Limit Soft Limit Hard Limit Units 
Max cpu time unlimited unlimited seconds 
Max file size unlimited unlimited bytes 
Max data size unlimited unlimited bytes 
Max stack size unlimited unlimited bytes 
Max core file size unlimited unlimited bytes 
Max resident set unlimited unlimited bytes 
Max processes unlimited unlimited processes 
Max open files 65536 65536 files 
Max locked memory 65536 65536 bytes 
Max address space unlimited unlimited bytes 
Max file locks unlimited unlimited locks 
Max pending signals 899154 899154 signals 
Max msgqueue size 819200 819200 bytes 
Max nice priority 0 0 
Max realtime priority 0 0 
Max realtime timeout unlimited unlimited us
asked Apr 25, 2019 at 16:12
4
  • If your Docker host is CentOS 7.4+, then I believe you are affected by the default TasksMax attribute of systemd (I saw that it is enabled from this bug report). Add TasksMax=infinity to your Docker service file override and see if it helps or prints the warning that it is not available. Commented Apr 25, 2019 at 19:13
  • Hi @GracefulRestart: my system is not affected by that; since I have systemd = 219 which does not have the TasksMax parameter; as noted in my question. Commented Apr 25, 2019 at 19:14
  • If you are on CentOS 7.4 or higher, then you are affected by it as it was backported to systemd-219-42 as per this errata announcement. Commented Apr 25, 2019 at 19:29
  • I have centos 7.6, systemd 219-62 but yet when I run systemctl status docker it says Tasks: 135 and there is no maximum between brackets so I still think that this is not the reason. Also my limit seems to lie at 4096 threads and not at 512. Commented Apr 25, 2019 at 19:45

1 Answer 1

1

I have found a way to get access to more than 4096 threads.

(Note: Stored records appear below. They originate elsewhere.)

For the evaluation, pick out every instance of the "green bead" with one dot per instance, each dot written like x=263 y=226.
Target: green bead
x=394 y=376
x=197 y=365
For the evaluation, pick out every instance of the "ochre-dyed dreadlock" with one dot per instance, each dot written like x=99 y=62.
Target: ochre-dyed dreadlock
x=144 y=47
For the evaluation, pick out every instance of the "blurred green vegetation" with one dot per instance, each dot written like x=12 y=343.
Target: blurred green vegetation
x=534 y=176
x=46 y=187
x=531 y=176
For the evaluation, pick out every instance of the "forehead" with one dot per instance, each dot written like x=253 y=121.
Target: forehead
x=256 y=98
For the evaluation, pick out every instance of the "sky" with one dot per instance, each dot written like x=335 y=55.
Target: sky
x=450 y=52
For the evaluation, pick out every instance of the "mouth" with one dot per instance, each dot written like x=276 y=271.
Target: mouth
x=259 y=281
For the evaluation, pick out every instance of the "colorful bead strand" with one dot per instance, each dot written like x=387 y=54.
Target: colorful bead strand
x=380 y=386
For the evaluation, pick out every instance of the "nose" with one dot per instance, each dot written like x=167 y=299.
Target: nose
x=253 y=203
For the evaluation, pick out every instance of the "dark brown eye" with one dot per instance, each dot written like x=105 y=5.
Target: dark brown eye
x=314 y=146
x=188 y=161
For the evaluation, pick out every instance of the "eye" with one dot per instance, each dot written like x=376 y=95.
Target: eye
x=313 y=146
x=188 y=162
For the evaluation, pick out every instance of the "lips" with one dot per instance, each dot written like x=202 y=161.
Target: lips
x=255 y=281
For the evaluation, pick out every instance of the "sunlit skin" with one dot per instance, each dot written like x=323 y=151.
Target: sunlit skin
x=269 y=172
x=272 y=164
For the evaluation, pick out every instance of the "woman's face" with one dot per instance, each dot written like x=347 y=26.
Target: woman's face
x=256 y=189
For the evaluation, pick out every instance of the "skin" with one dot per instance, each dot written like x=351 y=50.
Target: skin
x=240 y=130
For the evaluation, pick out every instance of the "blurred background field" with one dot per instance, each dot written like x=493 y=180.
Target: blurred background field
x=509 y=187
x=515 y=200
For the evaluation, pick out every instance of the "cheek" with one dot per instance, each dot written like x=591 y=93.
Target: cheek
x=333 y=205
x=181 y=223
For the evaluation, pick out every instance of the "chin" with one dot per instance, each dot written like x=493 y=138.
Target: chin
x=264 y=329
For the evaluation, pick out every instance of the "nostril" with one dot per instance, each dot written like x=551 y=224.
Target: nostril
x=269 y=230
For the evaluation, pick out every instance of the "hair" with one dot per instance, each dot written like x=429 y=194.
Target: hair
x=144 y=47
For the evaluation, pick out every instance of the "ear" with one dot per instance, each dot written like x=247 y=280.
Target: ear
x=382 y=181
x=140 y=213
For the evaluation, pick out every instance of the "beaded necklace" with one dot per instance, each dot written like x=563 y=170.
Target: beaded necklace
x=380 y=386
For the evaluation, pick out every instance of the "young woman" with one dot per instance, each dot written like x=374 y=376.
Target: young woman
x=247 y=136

My docker container is a centos7 image; which has by default a user limit set to 4096 processes; as defined in /etc/security/limits.d/20-nproc.conf :

# Default limit for number of user's processes to prevent
# accidental fork bombs.
# See rhbz #432903 for reasoning.
* soft nproc 4096
root soft nproc unlimited

when logging in to my docker container; I added into the ~/.bashrc the command ulimit -u unlimited such that this limit is removed for that user. Now I can break through this 4096 ceiling.

I am not thoroughly happy with this solution; since this means that I need to adapt all containers that would run on docker-host since they each have their own limit; and since I run all build commands as user 1001 it seems like when a container asks for how many threads he has running; he "sees" all threads of all containers together; not only those from his own instance.